Character Sets and Encodings

The following sections describe character sets and character encodings.

The following topics are addressed here:

Character Sets
Character Encoding

Character Sets

A character set is a set of textual and graphic symbols, each of which is mapped to a set of nonnegative integers.

The first character set used in computing was US-ASCII. It is limited in that it can represent only American English. US-ASCII contains uppercase and lowercase Latin alphabets, numerals, punctuation, a set of control codes, and a few miscellaneous symbols.

Unicode defines a standardized, universal character set that can be extended to accommodate additions. When the Java program source file encoding doesn’t support Unicode, you can represent Unicode characters as escape sequences by using the notation `\u`XXXX, where XXXX is the character’s 16-bit representation in hexadecimal.

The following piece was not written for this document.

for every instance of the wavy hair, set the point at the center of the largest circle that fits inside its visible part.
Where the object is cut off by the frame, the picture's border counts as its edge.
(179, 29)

For example, the Spanish version of a message file could use Unicode for non-ASCII characters, as follows:

admin.nav.main=P\u00e1gina principal de administraci\u00f3n

Character Encoding

A character encoding maps a character set to units of a specific width and defines byte serialization and ordering rules. Many character sets have more than one encoding. For example, Java programs can represent Japanese character sets using the EUC-JP or Shift-JIS encodings, among others. Each encoding has rules for representing and serializing a character set.

The ISO 8859 series defines 13 character encodings that can represent texts in dozens of languages. Each ISO 8859 character encoding can have up to 256 characters. ISO-8859-1 (Latin-1) comprises the ASCII character set, characters with diacritics (accents, diaereses, cedillas, circumflexes, and so on), and additional symbols.

UTF-8 (Unicode Transformation Format, 8-bit form) is a variable-width character encoding that encodes 16-bit Unicode characters as one to four bytes. A byte in UTF-8 is equivalent to 7-bit ASCII if its high-order bit is zero; otherwise, the character comprises a variable number of bytes.

UTF-8 is compatible with the majority of existing web content and provides access to the Unicode character set. Current versions of browsers and email clients support UTF-8. In addition, many web standards specify UTF-8 as their character encoding. For example, UTF-8 is one of the two required encodings for XML documents (the other is UTF-16).

Web components usually use PrintWriter to produce responses; PrintWriter automatically encodes using ISO-8859-1. Servlets can also output binary data using OutputStream classes, which perform no encoding. An application that uses a character set that cannot use the default encoding must explicitly set a different encoding.